In this light, evangelization challenges this reductionism and proclaims the vocation of all human beings to be far more noble and exalted. It is about reminding each other that God’s plans for us are more adventurous and expansive than our own, and everything we say and do ought to align with that saintly dignity that God has conferred on us. So, for example, in conversations with friends and family members suffering this spiritual dementia, who have drifted away from the practice of the faith or in dialogue with skeptics and non-believers, the challenge of every evangelist is not so much us convincing them that they are wrong but reminding them with encouraging words like, “You are called to more than that. You can do better.”

In the words of Fr. Blake Britton: “Catholic apologetics does not start with convincing someone that we are right but rather with convincing them that there is something more. It is not in conveying the wrongness of someone’s action, but the ability to recognize the goodness they long for and how it can only be fulfilled in Jesus.”
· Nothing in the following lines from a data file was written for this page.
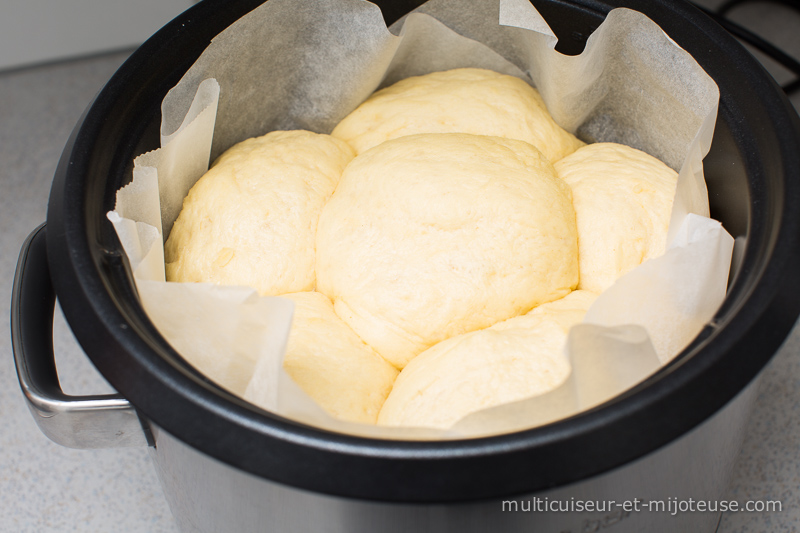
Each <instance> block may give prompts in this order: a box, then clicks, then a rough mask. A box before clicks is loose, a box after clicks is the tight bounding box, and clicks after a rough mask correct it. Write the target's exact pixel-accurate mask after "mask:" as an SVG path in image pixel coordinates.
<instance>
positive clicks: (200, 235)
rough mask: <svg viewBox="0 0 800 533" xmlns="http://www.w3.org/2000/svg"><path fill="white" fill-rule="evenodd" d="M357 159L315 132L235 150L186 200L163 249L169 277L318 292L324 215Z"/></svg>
mask: <svg viewBox="0 0 800 533" xmlns="http://www.w3.org/2000/svg"><path fill="white" fill-rule="evenodd" d="M352 158H353V151H352V149H351V148H350V147H349V146H347V145H346V144H345V143H343V142H342V141H340V140H338V139H334V138H333V137H331V136H329V135H319V134H316V133H311V132H310V131H274V132H272V133H268V134H267V135H264V136H262V137H257V138H253V139H248V140H246V141H243V142H241V143H239V144H237V145H235V146H233V147H232V148H230V149H229V150H228V151H226V152H225V153H224V154H222V155H221V156H220V157H219V158H218V159H217V161H216V162H215V163H214V165H213V166H212V167H211V169H210V170H209V171H208V172H207V173H206V174H205V175H204V176H203V177H201V178H200V180H199V181H198V182H197V183H196V184H195V186H194V187H192V190H190V191H189V194H188V196H187V197H186V199H185V200H184V201H183V209H182V210H181V213H180V215H179V216H178V219H177V220H176V221H175V224H174V225H173V227H172V231H171V232H170V235H169V239H167V242H166V245H165V247H164V253H165V259H166V262H167V264H166V270H167V280H168V281H198V282H213V283H218V284H222V285H247V286H250V287H253V288H255V289H257V290H258V292H260V293H261V294H263V295H280V294H284V293H287V292H298V291H308V290H313V288H314V239H315V235H316V231H317V220H318V218H319V213H320V211H321V210H322V207H323V206H324V205H325V202H326V201H327V200H328V198H329V197H330V195H331V194H333V190H334V189H335V188H336V184H337V183H338V182H339V178H340V177H341V174H342V170H344V167H345V166H346V165H347V163H348V162H350V160H351V159H352Z"/></svg>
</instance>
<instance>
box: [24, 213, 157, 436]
mask: <svg viewBox="0 0 800 533" xmlns="http://www.w3.org/2000/svg"><path fill="white" fill-rule="evenodd" d="M45 237H46V231H45V224H42V225H41V226H39V227H38V228H36V229H35V230H33V232H32V233H31V234H30V235H29V236H28V239H27V240H26V241H25V244H24V245H23V246H22V251H21V252H20V256H19V261H18V262H17V271H16V274H15V275H14V291H13V295H12V299H11V342H12V346H13V350H14V360H15V362H16V365H17V377H18V378H19V384H20V387H22V392H23V393H24V394H25V398H26V399H27V401H28V407H29V408H30V410H31V413H32V414H33V418H34V419H35V420H36V423H37V424H38V425H39V429H41V430H42V432H43V433H44V434H45V435H47V436H48V437H49V438H50V439H51V440H53V441H54V442H56V443H58V444H61V445H62V446H67V447H69V448H118V447H130V446H147V445H150V444H151V438H150V437H149V435H150V432H149V431H148V430H147V429H146V425H144V424H143V423H142V421H141V419H140V418H139V416H138V414H137V413H136V410H135V409H134V407H133V406H132V405H131V404H130V402H128V401H127V400H126V399H125V398H123V397H122V396H121V395H119V394H107V395H93V396H68V395H66V394H64V392H63V391H62V390H61V385H60V383H59V380H58V371H57V370H56V364H55V357H54V354H53V312H54V309H55V291H54V290H53V285H52V283H51V281H50V269H49V267H48V263H47V247H46V241H45Z"/></svg>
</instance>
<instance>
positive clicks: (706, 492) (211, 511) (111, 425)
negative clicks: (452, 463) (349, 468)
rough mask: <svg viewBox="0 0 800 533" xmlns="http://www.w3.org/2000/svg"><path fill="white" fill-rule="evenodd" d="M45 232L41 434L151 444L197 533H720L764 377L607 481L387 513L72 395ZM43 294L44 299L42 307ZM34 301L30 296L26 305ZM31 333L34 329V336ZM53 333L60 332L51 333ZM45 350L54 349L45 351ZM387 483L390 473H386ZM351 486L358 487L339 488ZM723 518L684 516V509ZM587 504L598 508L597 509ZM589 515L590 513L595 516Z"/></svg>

Here is how, I believe, effective evangelists befriend those they evangelize: they constantly remind them of who God has called them to be and teach them how to live accordingly. In this sense, the great enterprise of evangelization is the antidote to the epidemic of spiritual dementia of our time when we are forgetting God and his merciful love and end up in a crisis of identity ourselves. Like the family of the woman who suffered from dementia, our task as an evangelizing Church is to remind our brothers and sisters of their divine origin, dignity, and destiny of eternal communion with the God of love.